実施例1の100g/m2の支持体の両面に、塗料Cを、ブレードコーターを用いて、片面当たり乾燥塗工質量が6.5g/m2になるように塗工、乾燥し、キャレンダー処理を行い、坪量が113g/m2の顔料インク用インクジェット記録シートを作製した。
比較例6の塗料C調製において、硫酸マグネシウムをギ酸カルシウムとした以外は、同様にして顔料インク用インクジェット記録シートを作製した。
比較例8
比較例6の塗料C調製において、硫酸マグネシウムを酢酸カルシウム(1水和物)とした以外は、同様にして顔料インク用インクジェット記録シートを作製した。

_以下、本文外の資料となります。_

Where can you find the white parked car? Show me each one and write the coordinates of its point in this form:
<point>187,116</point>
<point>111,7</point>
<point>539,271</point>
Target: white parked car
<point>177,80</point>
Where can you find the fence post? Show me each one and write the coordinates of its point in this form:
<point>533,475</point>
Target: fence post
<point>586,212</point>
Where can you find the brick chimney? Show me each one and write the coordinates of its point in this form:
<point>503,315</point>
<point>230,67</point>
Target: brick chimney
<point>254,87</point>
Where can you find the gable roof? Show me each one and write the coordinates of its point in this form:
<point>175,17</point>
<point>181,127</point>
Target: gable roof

比較例6の塗料C調製において、硫酸マグネシウム(無水)を硫酸アルミニウム(無水)とした以外は、同様にして顔料インク用インクジェット記録シートを作製した。
比較例10
比較例6の塗料C調製において、硫酸マグネシウム(無水)を硝酸カルシウム(4水和物)とした以外は、同様にして顔料インク用インクジェット記録シートを作製した。
[インクジェット記録適性]
インク吸収性評価
インクジェットプリンター(商品名:GP−700、エプソン社製)で、ベタ印字を行い、プリントアウト直後のインク液滴消去までの時間を測定した。4秒以上では、裏移り等の問題となる可能性があり好ましくない。
JISP8142に順じ、75度光沢度計を用いて測定を行った。
[操業性]
アンダーコートとトップコートの塗料を45℃に加温し、ブレード塗工を行った。
○:特に問題なく、操業上できた。
△:ブレードで掻き落とされた塗料が増粘したが、循環不良にはならず、操業は可能であった。
×:ブレードで掻き落とされた塗料が増粘し、循環不良となり、操業不可となった。
Claims (4)
- 支持体上の少なくとも片面に、アンダーコートとして、吸油量100cc/100g未満の顔料を20重量部以上とバインダーを含有する塗液を乾燥塗工量が2.0〜16.0g/m2となるように塗工、乾燥し、次いでトップコートとして顔料を含まず、硫酸マグネシウム、ギ酸カルシウム、酢酸カルシウム、硫酸アルミニウム、硝酸カルシウムから選択される1種以上の水溶性多価金属塩を含有する塗液を乾燥塗工量が0.2〜5.0g/m2となるように塗工、乾燥し、次いでキャレンダー処理により、JISP8142に準じた白紙光沢が40%以上となるように仕上げたことを特徴とする顔料インク用インクジェット記録シートの製造方法。
- アンダーコート塗液の顔料が、焼成カオリン、カオリン、炭酸カルシウム、プラスチックピグメントから選択される1種又は2種以上であることを特徴とする請求項1記載の顔料インク用インクジェット記録シートの製造方法。
- アンダーコート塗液の顔料100重量部あたりのバインダーの使用部数が3〜50重量部であることを特徴とする請求項1又は2記載の顔料インク用インクジェット記録シートの製造方法。
- アンダーコート塗液のバインダーが、澱粉及び/又はスチレンブタジエン共重合体であることを特徴とする請求項1〜3のいずれか一項に記載の顔料インク用インクジェット記録シートの製造方法。